Last week, an advertisement appeared on Daft.ie for the property.

Only one picture was posted and the property overview section stated that there was only "one person currently living in this apartment".

There are just three toilets, a shower room and one kitchen in the building.

Fire extinguishers are positioned in the basement, but it is not known how many fire exits are in the building, if any.

If 45 people pay €200 a month, it would amount to €9,000 a month or €108,000 a year.

The property is registered with the Residential Tenancy Board (RTB) as a five-bedroom building with four floors.

In a statement, they described five people living in the five-bedroom house as "extremely worrying".

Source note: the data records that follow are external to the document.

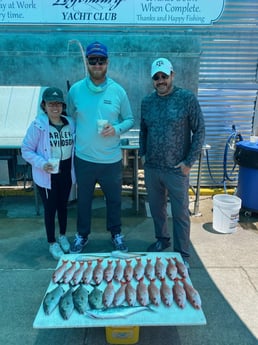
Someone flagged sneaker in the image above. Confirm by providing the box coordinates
[147,238,171,252]
[58,235,70,253]
[183,259,190,275]
[70,234,88,254]
[49,242,64,260]
[112,234,128,252]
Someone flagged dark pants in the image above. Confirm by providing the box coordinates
[75,157,122,237]
[145,167,190,258]
[37,161,72,243]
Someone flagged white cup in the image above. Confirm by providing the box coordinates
[250,135,258,143]
[48,158,60,174]
[97,119,108,134]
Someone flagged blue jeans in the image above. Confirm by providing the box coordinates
[74,157,122,237]
[144,166,190,258]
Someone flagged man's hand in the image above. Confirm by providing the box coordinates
[101,124,116,137]
[175,162,191,176]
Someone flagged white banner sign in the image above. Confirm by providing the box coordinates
[0,0,224,26]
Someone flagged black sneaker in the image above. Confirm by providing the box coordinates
[147,238,171,252]
[112,234,128,252]
[70,234,88,254]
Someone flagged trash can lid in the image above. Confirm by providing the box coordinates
[236,140,258,151]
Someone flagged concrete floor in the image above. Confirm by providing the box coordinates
[0,191,258,345]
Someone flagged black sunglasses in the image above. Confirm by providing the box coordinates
[88,57,107,66]
[152,74,169,81]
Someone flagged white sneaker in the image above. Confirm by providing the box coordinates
[49,242,64,260]
[58,235,70,253]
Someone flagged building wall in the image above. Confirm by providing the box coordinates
[0,0,258,186]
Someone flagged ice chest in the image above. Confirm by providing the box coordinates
[234,141,258,212]
[106,326,140,344]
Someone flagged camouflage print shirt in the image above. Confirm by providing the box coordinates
[139,87,205,171]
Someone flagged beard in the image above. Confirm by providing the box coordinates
[89,68,107,82]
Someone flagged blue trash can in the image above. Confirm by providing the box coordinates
[234,141,258,212]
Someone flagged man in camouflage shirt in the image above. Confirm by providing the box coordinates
[139,58,205,267]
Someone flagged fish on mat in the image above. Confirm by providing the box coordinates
[43,285,64,315]
[75,254,110,261]
[86,306,154,319]
[111,250,147,259]
[73,285,89,314]
[59,287,74,320]
[88,286,104,309]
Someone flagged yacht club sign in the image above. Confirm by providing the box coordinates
[0,0,225,26]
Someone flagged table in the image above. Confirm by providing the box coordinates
[33,252,206,328]
[121,144,139,213]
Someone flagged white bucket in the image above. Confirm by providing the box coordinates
[213,194,241,234]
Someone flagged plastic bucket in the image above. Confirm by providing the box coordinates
[106,326,140,344]
[213,194,241,234]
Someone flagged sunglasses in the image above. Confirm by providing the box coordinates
[88,57,107,66]
[152,74,169,81]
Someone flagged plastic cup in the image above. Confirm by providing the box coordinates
[97,119,108,134]
[48,158,60,174]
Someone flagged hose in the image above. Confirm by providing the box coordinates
[206,125,243,193]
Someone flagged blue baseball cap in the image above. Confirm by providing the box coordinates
[86,42,108,58]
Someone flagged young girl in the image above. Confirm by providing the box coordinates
[21,87,75,260]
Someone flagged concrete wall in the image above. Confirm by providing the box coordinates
[0,28,201,128]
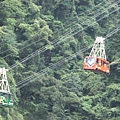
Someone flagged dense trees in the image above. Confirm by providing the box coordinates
[0,0,120,120]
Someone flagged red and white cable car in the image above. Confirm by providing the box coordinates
[84,37,110,74]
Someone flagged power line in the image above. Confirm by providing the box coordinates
[9,1,120,70]
[0,2,104,58]
[16,26,120,89]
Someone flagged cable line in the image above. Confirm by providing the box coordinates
[16,26,120,89]
[0,2,105,58]
[9,1,120,70]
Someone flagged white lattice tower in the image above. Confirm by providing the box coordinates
[0,67,10,93]
[89,37,106,60]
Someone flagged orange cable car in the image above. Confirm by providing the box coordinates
[83,37,110,74]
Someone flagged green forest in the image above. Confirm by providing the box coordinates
[0,0,120,120]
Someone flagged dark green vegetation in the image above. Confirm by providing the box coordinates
[0,0,120,120]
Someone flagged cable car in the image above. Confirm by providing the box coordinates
[0,68,13,107]
[84,56,110,74]
[0,92,13,107]
[83,37,110,74]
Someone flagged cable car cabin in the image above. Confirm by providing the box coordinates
[84,56,110,74]
[0,92,13,107]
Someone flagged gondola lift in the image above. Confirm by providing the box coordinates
[0,67,13,107]
[83,37,110,74]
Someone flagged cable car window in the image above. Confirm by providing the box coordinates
[86,57,96,66]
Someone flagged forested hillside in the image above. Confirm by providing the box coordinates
[0,0,120,120]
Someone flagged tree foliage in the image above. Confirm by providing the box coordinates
[0,0,120,120]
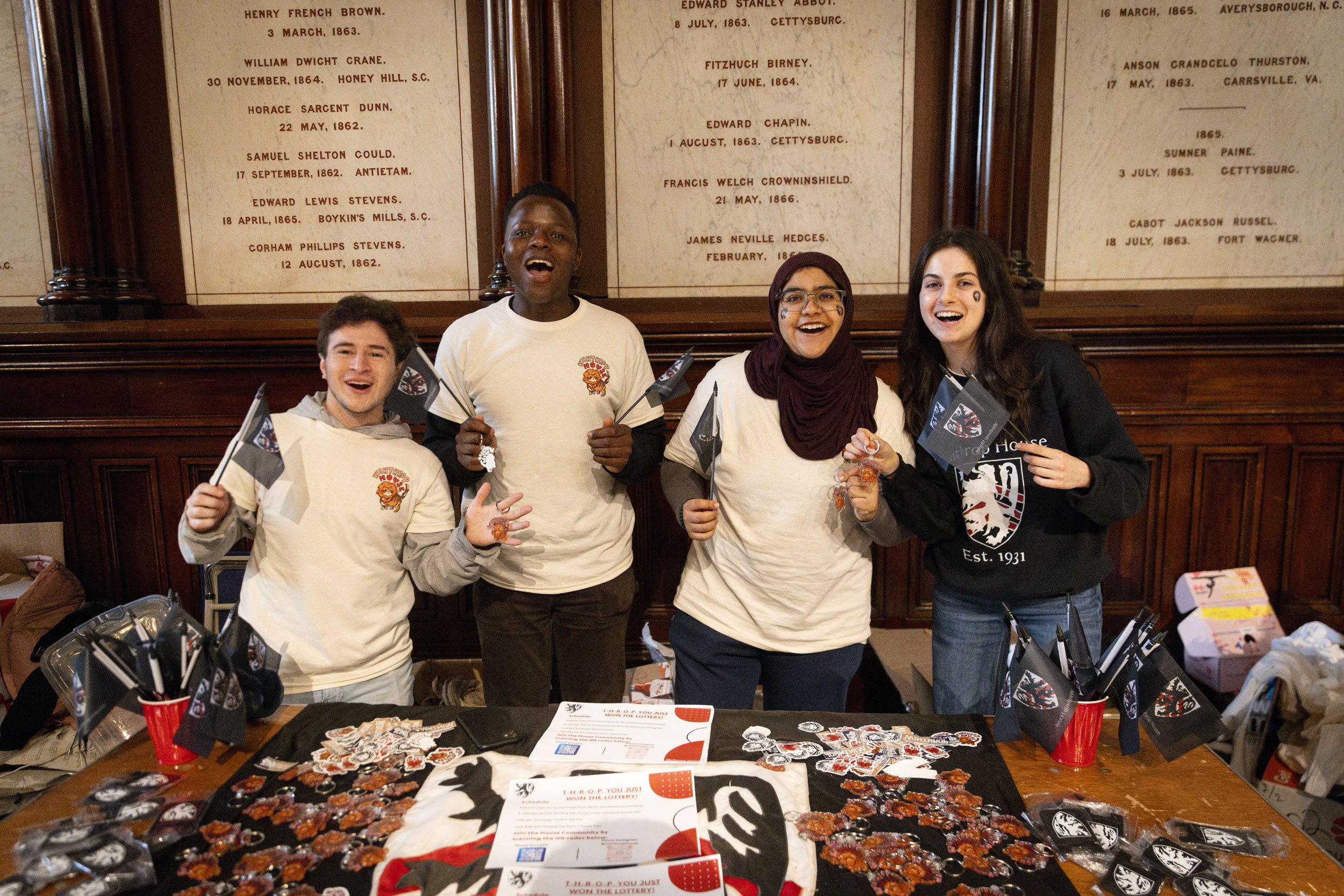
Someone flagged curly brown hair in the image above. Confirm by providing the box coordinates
[897,227,1096,439]
[317,293,416,364]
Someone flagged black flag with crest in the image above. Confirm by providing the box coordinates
[1064,597,1097,696]
[219,613,285,721]
[1134,645,1227,762]
[210,383,285,489]
[1010,626,1078,752]
[172,641,215,756]
[383,345,440,426]
[995,621,1021,743]
[691,383,723,501]
[70,643,132,743]
[1107,643,1140,756]
[919,374,961,470]
[616,345,695,423]
[919,377,1008,470]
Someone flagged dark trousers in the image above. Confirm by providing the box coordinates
[669,613,863,712]
[473,570,637,707]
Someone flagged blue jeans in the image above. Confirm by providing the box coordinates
[668,613,863,712]
[933,582,1101,716]
[285,660,416,707]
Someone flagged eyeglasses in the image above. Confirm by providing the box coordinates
[780,288,846,314]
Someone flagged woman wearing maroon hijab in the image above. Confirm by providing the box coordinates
[663,253,913,712]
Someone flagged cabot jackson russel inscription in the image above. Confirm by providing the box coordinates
[1046,0,1344,289]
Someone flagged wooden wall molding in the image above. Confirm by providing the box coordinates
[26,0,159,321]
[1278,445,1344,615]
[1190,445,1266,570]
[93,457,167,603]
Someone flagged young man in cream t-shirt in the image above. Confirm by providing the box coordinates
[425,184,664,707]
[177,296,527,704]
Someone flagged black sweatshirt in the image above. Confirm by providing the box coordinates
[882,340,1148,603]
[421,413,667,489]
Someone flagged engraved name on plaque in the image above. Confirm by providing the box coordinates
[0,0,51,305]
[1045,0,1344,290]
[602,0,914,297]
[160,0,478,304]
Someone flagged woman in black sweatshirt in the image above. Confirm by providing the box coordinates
[846,230,1148,713]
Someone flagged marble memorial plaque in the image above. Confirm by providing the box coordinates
[0,0,51,305]
[160,0,478,304]
[1045,0,1344,290]
[602,0,916,297]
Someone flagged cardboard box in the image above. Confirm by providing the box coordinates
[1176,567,1284,693]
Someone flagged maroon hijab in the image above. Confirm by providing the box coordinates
[746,253,878,461]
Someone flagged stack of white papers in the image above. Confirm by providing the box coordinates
[496,856,723,896]
[485,769,700,868]
[528,703,714,766]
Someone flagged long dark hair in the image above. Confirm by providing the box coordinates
[898,227,1077,439]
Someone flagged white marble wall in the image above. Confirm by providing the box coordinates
[602,0,916,297]
[0,0,51,305]
[1045,0,1344,290]
[160,0,477,304]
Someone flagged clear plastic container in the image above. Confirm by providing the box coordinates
[42,594,172,756]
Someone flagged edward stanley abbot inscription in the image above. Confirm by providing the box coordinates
[160,0,477,304]
[1046,0,1344,290]
[602,0,914,297]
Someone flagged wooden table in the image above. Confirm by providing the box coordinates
[0,707,1344,896]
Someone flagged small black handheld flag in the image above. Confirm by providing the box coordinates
[383,345,440,426]
[210,383,285,489]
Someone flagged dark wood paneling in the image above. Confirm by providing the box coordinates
[0,458,80,570]
[1190,445,1265,570]
[1102,445,1172,626]
[1278,445,1344,630]
[93,457,166,603]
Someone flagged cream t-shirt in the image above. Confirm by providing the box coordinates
[220,414,457,693]
[666,352,914,653]
[430,298,663,594]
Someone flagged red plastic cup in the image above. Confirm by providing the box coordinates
[1050,697,1106,767]
[140,697,196,766]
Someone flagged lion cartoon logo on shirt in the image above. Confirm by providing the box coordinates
[374,466,411,513]
[580,355,612,395]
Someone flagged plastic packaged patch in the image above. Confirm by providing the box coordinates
[1167,818,1288,858]
[0,875,37,896]
[143,793,210,852]
[80,771,182,806]
[1024,793,1134,875]
[13,815,117,865]
[1093,850,1166,896]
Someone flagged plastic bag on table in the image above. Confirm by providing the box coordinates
[1167,818,1288,858]
[1023,793,1136,875]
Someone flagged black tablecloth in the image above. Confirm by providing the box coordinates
[156,704,1078,896]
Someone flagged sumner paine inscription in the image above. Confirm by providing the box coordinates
[1046,0,1344,290]
[0,0,51,305]
[160,0,477,304]
[602,0,914,297]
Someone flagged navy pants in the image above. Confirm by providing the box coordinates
[669,613,863,712]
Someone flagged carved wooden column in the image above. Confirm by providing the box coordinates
[480,0,574,302]
[943,0,1043,290]
[27,0,159,321]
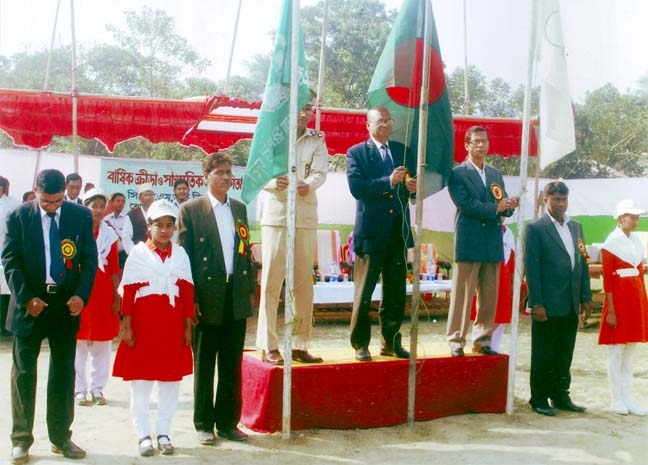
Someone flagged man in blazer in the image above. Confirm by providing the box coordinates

"Given the serious health and safety issues raised, the property concerned could not possibly comply with the Housing Regulations 2009 for the provision of proper light and ventilation, cooking and hygienic food storage, and fire safety measures."

The RTB said it would write "immediately" to the landlord "setting out our concerns for the welfare of the tenants" and would also request Dublin City Council to arrange an urgent inpsection of the dwelling.

The chairperson of housing charity Threshold, Aideen Hayden, said overcrowding in accommodation is becoming a serious issue.